Every year, I get the privilege of helping companies create their annual budgets, and in the process, I’ve found a few things that help me get the best results. Here are some tips that may help you as you plan your 2017 property budgets.
1. Assign Responsibilities
This is one of the most important steps. Get all the people involved with spending the property’s money involved in reviewing or editing the budget. This creates a strong ownership in every area of the budget.
I like to start with the property manager. She knows most about her property. Next, the regional manager should carefully review and edit what the manager has entered. Human resources, meanwhile, should enter the payroll, insurance, and payroll taxes. Accounting adds the mortgage payments, taxes, insurance, and contracts. Then, the final review is done by the controller or CFO.
Above is a sample budget schedule, from its initial stages in September through its finalization for presentation to the company owner in early December.
2. Conduct Adequate Research
Before you start inputting numbers, gather all relevant historical information, including current rents, current occupancy, trailing–12-month financial reports, salary information, and utility price increases, if known. Look up the contracts for items such as lawn care, advertising, software, copiers, and similar products and services; you should have a handle on the things that don’t change during the year.
3. Determine Any Applicable New Budget Categories
Pull the team together and discuss the budget template. What changes should be made? Which categories should be added or deleted? For example, this year my team met and decided to change significant categories in marketing to better delineate our spending in digital platforms such as Google, Facebook, and Apartments.com.
4. Compare Your Numbers Against Market Data
Depending on the size of your market(s), there should be some benchmarking information available on costs per property and/or cost per unit. The Institute of Real Estate Management (IREM) publishes per-unit data for most major markets, a good tool for comparing your budget with your market. Use that information to see how your property stacks up and where potential savings could be found.
For example, when we compared the trash-collection costs for one client, we discovered they were more than 50% higher per unit than at their peer properties. It turned out our client was paying an additional $4,000 per month because the properties had too few trash bins. Trash was piling up, forcing the sanitation company to come three times a week. This resulted in a monthly billing increase of $6,000.
After researching various options, we determined that the cost for additional bins would be $40 a month per bin. Seeing this, the client ordered eight more bins and the trash company only had to come twice a week. By spending $320 month, our client saved more than $6,000 a month.
Are there any areas of your budget that seem abnormally high compared against the market? It might be worth it to do some research to find out.
5. Create a First Draft
Create a draft budget by developing a best estimate in each expense category. This will help you move forward with the overall budget and prevent you from getting bogged down by one category for which you don’t have exact numbers. Let your property manager develop this part of the budget.

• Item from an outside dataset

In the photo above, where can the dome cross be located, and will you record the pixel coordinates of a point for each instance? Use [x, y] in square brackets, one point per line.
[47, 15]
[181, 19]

If you haven’t reviewed your options for creating your budgets using the latest in property management software, it’s worth the effort to check them out. Web-based property management software created specifically for our industry can help increase your budget’s accuracy and ensure you are accounting for all necessary categories. These types of software platforms allow you to model budgets based on the financial and statistical measurements that drive revenue and expenses for your portfolio. Past budget data for each property can be automatically collected, eliminating the need to prepare separate budgeting packages for each property.
6. Review the Draft
Once you have a solid draft together, review your budget for reasonableness. Often, creating graphs can be very instructional by comparing the prior year’s numbers with the current year’s forecast.
Keep your team accountable for their portions to maximize your properties’ profitability and to keep your budget on track.
7. Fine-Tune the Budget at Year’s End
If you finalize your budget in November, take one more look at the occupancy percentage at the end of December. It makes no sense to start out Jan. 1 at 92% occupied when the budget was written at 95%. Change the budget to line it up with where you really are in January. Remember to document the changes and get approval from the stakeholders (for example, the property manager, regional manager, and vice president of operations). Then tell everyone the budget is set in stone, and don’t let anyone change it.